Выбрать главу

Пока достраивается и приводится в порядок его крепость-дворец на Воздвиженке, пока с запада надвигается мор, он укрывается в любимой Александровой слободе. Здесь в начале февраля 1567 года он принимает шведских послов, присланных Эриком, который всё больше запутывается в затяжной войне с Польшей и Данией и со своими, тоже удельными, тоже вооружёнными, тоже строптивыми, тоже необузданными баронами, которых усиливается смирить топором палача, и уже подходит к середине третьей сотни казнённых, всё ещё не додумавшись, каким способом разоружить удельные, независимые полки. Он предлагает прочный, более тесный союз против Польши, а взамен просит помирить его с Данией и ганзейскими городами, чтобы облегчить себе непосильное бремя войны, и вновь, лишь бы заманить Иоанна в свои из одних призрачных мечтаний сплетённые сети, предлагает ему Катерину, сестру польского короля и литовского великого князя, жену своего младшего брата, приговорённого к смерти за вооружённое выступление против законного государя и четыре года ожидающего казни в тюрьме, причём Эрик сам уже не совсем понимает, жив его брат или мёртв, и просит уверить московского государя, что Катерина стала вдовой. Предложение Эрика приходит как нельзя более кстати. Переведённая под любым предлогом в Москву, Катерина может стать прекрасным товаром для торга: сестра в обмен на мир и Ливонию. При тогдашней чрезвычайно высокой ценности родственных отношений, за которыми стоят короны и страны, такой обмен хоть кому покажется выгодным, ведь Катерина имеет наследственные права на Литву и предпочтение в случае выборов нового польского короля. И всё-таки для склонного к разного рода политическим комбинациям Иоанна возможность подобной выгодной сделки служит лишь началом грандиозного лана. Он мыслит крупно, масштабно, он склонен обдумывать далеко идущие замыслы, отчего в столкновении интеллектов его князья и бояре постоянно проигрывают ему, не в состоянии хоть что-нибудь противопоставить его изобретательным ухищрениям, то с одной, то с другой стороны внезапно урезающим их привилегии.
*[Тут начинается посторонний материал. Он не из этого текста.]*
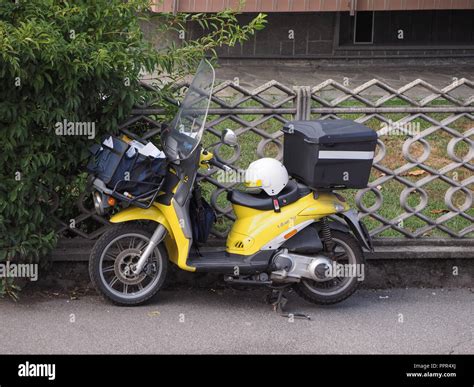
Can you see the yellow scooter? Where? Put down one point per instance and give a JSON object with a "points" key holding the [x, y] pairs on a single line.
{"points": [[277, 241]]}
В самом деле, все, кто видел в последние месяцы польского короля и литовского великого князя, в один голос твердят, что король плохо владеет правой рукой, как и левой ногой, возможно, от европейской подагры, а быть может, обыкновенный русский кондратий грядёт. Сам неумолимый сторонник строго наследственной власти, Иоанн в своих политических расчётах не может не учесть, что в Польше новый король будет избираться точно такими же своевольными панами, как шведские бароны или московские князья и бояре. Серьёзная болезнь этого слишком ненасытного любителя мирских наслаждений означает только одно: польский престол очень скоро может освободиться и будет пущен в продажу всем и каждому, кто сможет хорошо заплатить избирателям, однако останется свободной корона литовского великого князя, в Литве, слава Богу, ещё не додумались выбирать себе государя, как выбирают сапоги и кафтан. Что же в таком случае будет с Литвой?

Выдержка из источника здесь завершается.